In January 2024, as the politically charged year began, Snyder said he hoped two of his big civil rights cases would promote respect for peaceful protest free from police use of excessive force. "In this election year, we want to create national attention to our First Amendment rights, possibly with congressional hearings spotlighting the issue."
Late last July, following an earlier jury trial win and lengthy negotiations, Los Angeles officials agreed to pay $860,000 to settle all claims in Snyder and his Gibson Dunn team's suit on behalf of Deon Jones, the performance artist shot near the eye with a police rubber bullet at a peaceful George Floyd protest in May 2020.
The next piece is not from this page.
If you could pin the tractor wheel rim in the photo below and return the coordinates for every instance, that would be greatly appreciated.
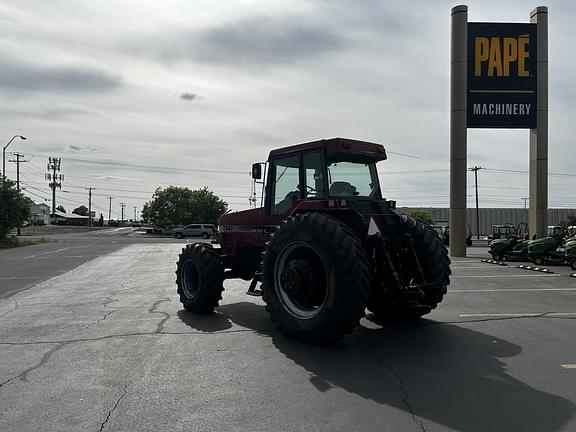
(190, 279)
(300, 280)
The federal jury awarded Jones $375,000, including punitive damages; the settlement reflected additional damages the city was willing to pay to avoid a second trial over further civil rights abuse claims against the police. Jones v. City of Los Angeles et al., 2:20-cv-11147 (C.D. Cal., filed Dec. 9, 2020).
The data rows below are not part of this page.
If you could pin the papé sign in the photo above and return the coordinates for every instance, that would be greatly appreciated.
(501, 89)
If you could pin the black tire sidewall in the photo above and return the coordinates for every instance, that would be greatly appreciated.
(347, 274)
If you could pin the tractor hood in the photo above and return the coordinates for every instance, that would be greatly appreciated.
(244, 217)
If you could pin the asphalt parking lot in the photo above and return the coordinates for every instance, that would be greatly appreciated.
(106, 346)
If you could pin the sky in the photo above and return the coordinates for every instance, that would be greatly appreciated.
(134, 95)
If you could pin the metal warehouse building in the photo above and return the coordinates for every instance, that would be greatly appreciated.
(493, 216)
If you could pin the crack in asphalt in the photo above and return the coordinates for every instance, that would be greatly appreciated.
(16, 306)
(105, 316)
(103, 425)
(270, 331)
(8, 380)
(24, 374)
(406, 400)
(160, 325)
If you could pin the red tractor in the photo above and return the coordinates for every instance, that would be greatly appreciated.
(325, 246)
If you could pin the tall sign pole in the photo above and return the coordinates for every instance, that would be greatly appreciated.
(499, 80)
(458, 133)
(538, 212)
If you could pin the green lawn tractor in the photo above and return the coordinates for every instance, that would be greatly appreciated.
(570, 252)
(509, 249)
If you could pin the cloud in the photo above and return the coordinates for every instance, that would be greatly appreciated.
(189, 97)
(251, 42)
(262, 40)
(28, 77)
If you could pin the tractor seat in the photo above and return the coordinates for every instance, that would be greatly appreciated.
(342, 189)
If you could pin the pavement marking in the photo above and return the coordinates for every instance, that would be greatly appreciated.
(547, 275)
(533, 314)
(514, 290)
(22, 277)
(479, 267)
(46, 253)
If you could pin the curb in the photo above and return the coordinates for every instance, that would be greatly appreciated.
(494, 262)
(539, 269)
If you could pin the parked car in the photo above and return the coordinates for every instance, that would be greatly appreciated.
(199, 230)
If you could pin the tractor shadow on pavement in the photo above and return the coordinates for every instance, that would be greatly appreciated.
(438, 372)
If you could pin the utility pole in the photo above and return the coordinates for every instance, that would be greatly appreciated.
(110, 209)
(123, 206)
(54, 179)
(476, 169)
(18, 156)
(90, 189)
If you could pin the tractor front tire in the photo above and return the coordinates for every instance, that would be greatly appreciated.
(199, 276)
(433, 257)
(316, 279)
A trial highlight was Snyder's cross-examination of the officer who shot Jones, Peter Bueno. "Our Perry Mason moment came when I showed video of Officer Bueno firing his weapon into the crowd. I stopped the tape and said, 'Sir, what on god's earth were you doing?' He dissembled. He had no good answer, and the jury could see that."
Snyder called it "the first jury verdict for a protester victimized by the LAPD in connection with the 2020 mass demonstrations that occurred in the wake of the murder of George Floyd, and the first finding of wrongdoing by an LAPD officer in connection with those demonstrations."
Gibson Dunn represented Jones pro bono.
In a similar case, Snyder represents a protester injured in the unprovoked attack on a demonstration in Lafayette Park near the White House, an attack that took place days after Jones was shot in Los Angeles. The incident cleared the way for then-President Donald Trump to stage a photo-op holding an upside-down bible in front of a nearby church. Settlement negotiations are in progress, Snyder said.
In commercial litigation, Snyder represents the media outlet distributing the hit television show "The Walking Dead;" he won a sweeping victory in a billion-dollar suit by executive producers who alleged they were underpaid. Kirkman et al. v. AMC Film Holdings et al., BC672124 (L.A. Super. Ct., filed Aug. 14, 2017).
"Courts will enforce contracts agreed to by the parties, and an implied covenant claim is not a 'do-over' for a rejected breach of contract claim," Snyder said.